Lawyers for Liberty (LFL)
- Focus: Human rights and law reform in Malaysia
- Location: Petaling Jaya, Selangor, Malaysia;
- Method: "public campaigning, test case litigation and intervention, parliamentary lobbying", research, education
- Members: <10
- Key people: N. Surendran, Latheefa Koya, Eric Paulsen
- Employees: 4
- Volunteers: <10
- Website: lawyersforliberty.org

= Lawyers for Liberty =

Human rights organization

Lawyers for Liberty (LFL) is a Malaysian human rights and law reform NGO. In 2010 it revealed several years' statistics of lethal police shootings in Malaysia and inferred that police had impunity to murder. In 2011 it commented on the exchange of political refugees with Australia and alleged police harassment of journalists.

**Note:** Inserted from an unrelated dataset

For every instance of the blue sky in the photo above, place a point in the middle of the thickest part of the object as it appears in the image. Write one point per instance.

In 2011 LFL criticised Malaysian authorities' arrest and deportation of the Saudi Hamza Kashgari, who had published three allegedly blasphemous tweets, and filed a habeas corpus affidavit against four Malaysian authorities. LFL claimed that it would try to obtain Kashgari's freedom.

==Aims==
Lawyers for Liberty (LFL) has stated that the federal government of Malaysia and other Malaysian governmental authorities carry out "many unconstitutional, arbitrary and unreasonable decisions and acts". LFL claims to oppose these decisions and acts through "public campaigning, test case litigation and intervention, parliamentary lobbying", research, education.

==Structure and leadership==
Lawyers for Liberty consists of volunteer lawyers and activists.

==Actions==
In December 2010, Lawyers for Liberty published statistics of fatal police shootings in Malaysia from 2000 to 2009, reporting that there were typically five to 27 fatal shootings per year, with a maximum of 88 deaths in 2009 and a total of 279 over the decade defined as 2000–2009. LFL member N. Surendran interpreted the data as evidence for police lawlessness, stating, "They know they can commit murder without being called into account and that is a tremendous power to put in the hands of a human being to tell him that go ahead, commit murder, we will protect you."

In June 2011, LFL gave an interview with Radio Australia regarding a possible exchange of refugees between Malaysia and Australia. In August 2011, LFL criticised police questioning of an editor and journalist of the newspaper Suara Keadilan, associated with the People's Justice Party (PKR), and a member of the party, over an article appearing in the newspaper, as "baseless and a form of harassment".

===Hamza Kashgari===
In February 2012, a Saudi Arabian poet and journalist Hamza Kashgari, who had published three tweets of a would-be conversation with Muhammad, tried to leave Kuala Lumpur to seek political asylum in New Zealand in order to avoid apostasy or blasphemy charges and likely execution, and was detained by Malaysian authorities. LFL members attempted to contact Kashgari during his detention. They obtained a High Court injunction at about 13:30 to 13:45 on 12 February against him being deported back to Saudi Arabia. He was deported to Riyadh on the same day. Lawyers for Liberty checked immigration records at Sultan Abdul Aziz Shah Airport (Subang) and Kuala Lumpur International Airport, finding no record of [Kashgari's] deportation.

Lawyer K. Ragunath and several members of LFL filed a habeas corpus affidavit against the Inspector-General of Police, the Immigration Director-General, the Home Minister and the federal government of Malaysia, alleging that "they [had] been misled throughout Kashgari's arrest and deportation." Fadiah Nadwa Fikri of LFL referred to the authorities' initial claim of an Interpol request that was later denied, an incorrect claim of Kashgari's arrival date in Malaysia, and a claim that Kashgari had been deported "according to a 'lang-standing arrangement' [between] Malaysia and Saudi Arabia". Fadiah said that no such treaty or official documentation exists. LFL accused the Malaysian authorities of violating international law in their de facto deportation of Kashgari.

LFL stated that it would continue to campaign for Kashgari's release to prevent him from being executed for his three allegedly blasphemous tweets.

===2015 arrests===
Two members of staff were arrested in March 2015 under the 1948 Sedition Act. Eric Paulsen, LFL's Executive Director, was arrested after tweeting about the Syariah Criminal Code's 2015 Enactment. It was his second arrest under the Sedition Act. Michelle Yesudas, the organisation's legal co-ordinator was also arrested after publishing a tweet expressing concern for her safety following threats. Both staff were later released on bail.